§1463. Every person of full age, and of sound mind, may dispose of his estate, both real and personal, by will.
§1464. Any married woman may dispose, by will, of all property belonging to her in her own right, in like manner as a person under no disability might do.
§1465. No will (except such nuncupative wills as are mentioned in this chapter*) shall be valid, unless it be in writing and signed by the testator, or by some person in his presence and by his express direction, and attested by two or more competent witnesses subscribing their names to the will, in the presence of the testator.
§1466. If the subscribing witnesses to a will are competent at the time of attesting its execution, their subsequent incompetency, from whatever cause it may arise, shall not prevent the probate and allowance of the will, if it be otherwise satisfactorily proved.
§1467. All beneficial devises, legacies, and gifts whatever, made or given in any will to a subscribing witness thereto shall be void, unless there are two other competent subscribing witnesses to the same, but a mere charge on the estate of the testator for the payment of debts, shall not prevent his creditors from being competent witnesses to his will.
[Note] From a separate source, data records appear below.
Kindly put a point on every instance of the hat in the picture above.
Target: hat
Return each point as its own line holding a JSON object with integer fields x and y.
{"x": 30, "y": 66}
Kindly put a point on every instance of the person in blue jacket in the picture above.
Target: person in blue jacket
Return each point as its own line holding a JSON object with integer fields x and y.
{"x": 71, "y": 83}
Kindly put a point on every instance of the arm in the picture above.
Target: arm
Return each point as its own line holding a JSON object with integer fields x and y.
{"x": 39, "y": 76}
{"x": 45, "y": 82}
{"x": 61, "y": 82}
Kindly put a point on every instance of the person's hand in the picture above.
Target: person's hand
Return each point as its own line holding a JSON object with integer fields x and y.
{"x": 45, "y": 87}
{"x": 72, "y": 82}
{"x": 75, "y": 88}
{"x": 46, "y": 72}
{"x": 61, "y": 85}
§1468. But if such witness, to whom any beneficial devise, legacy, or gift, is made or given, would have been entitled to any share of the estate of the testator, in case the will had not been established, then so much of the share as would have descended or been distributed to such witness, as will not exceed the devise or bequest made to him in the will, shall be saved to him, and he may recover the same of the devisees or legatees named in the will, in proportion to and out of all the parts devised or bequeathed to them.
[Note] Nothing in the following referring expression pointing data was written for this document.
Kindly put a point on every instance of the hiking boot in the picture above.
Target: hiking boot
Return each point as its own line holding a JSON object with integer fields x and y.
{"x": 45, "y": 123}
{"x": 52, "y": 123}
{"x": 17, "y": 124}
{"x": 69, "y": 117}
*Note––Such wills were not provided for.
§1469. Every devise, purporting to he a devise of all the real or personal estate of the testator, shall be construed to convey all the real or personal estate belonging to him at the time of his decease, unless it shall clearly appear by the will that he intended otherwise.
§1470. No written will shall be revoked, unless by burning, tearing, canceling, or obliterating the same, with the intention of revoking it, by the testator or by some person in his presence, and by his direction, or by some other will in writing, executed as prescribed in this chapter; but nothing contained in this section shall prevent the revocation implied by law, from subsequent changes in the condition or circumstances of the testator.
§1471. If, after the making of any will, the testator shall duly make and execute a second will, the destruction, canceling, or revocation of such second will, shall not revive the first will, unless after such destruction, canceling, or revocation, the first will shall be duly republished.
§1472. If, after the making of a will, the testator shall marry and shall have a child born to him, and no provision shall be made in the will for such contingency, such marriage and birth shall operate as a revocation of such will.
§1473. A will executed by an unmarried woman, shall be deemed revoked on her subsequent marriage, and shall not be revived by the death of her husband.
§1474. No written will shall be allowed to be proved after the expiration of five years from the death of the testator: provided, however, that where any minor is interested in the estate, one year shall be allowed after his arrival at full age, to cause such will to be proved and allowed.
§1475. The term “will,” as used in this chapter, shall be so construed as to include all codicils as well as wills.
§1476. Nothing contained in this chapter shall be so construed as to conflict with the law relating to dower.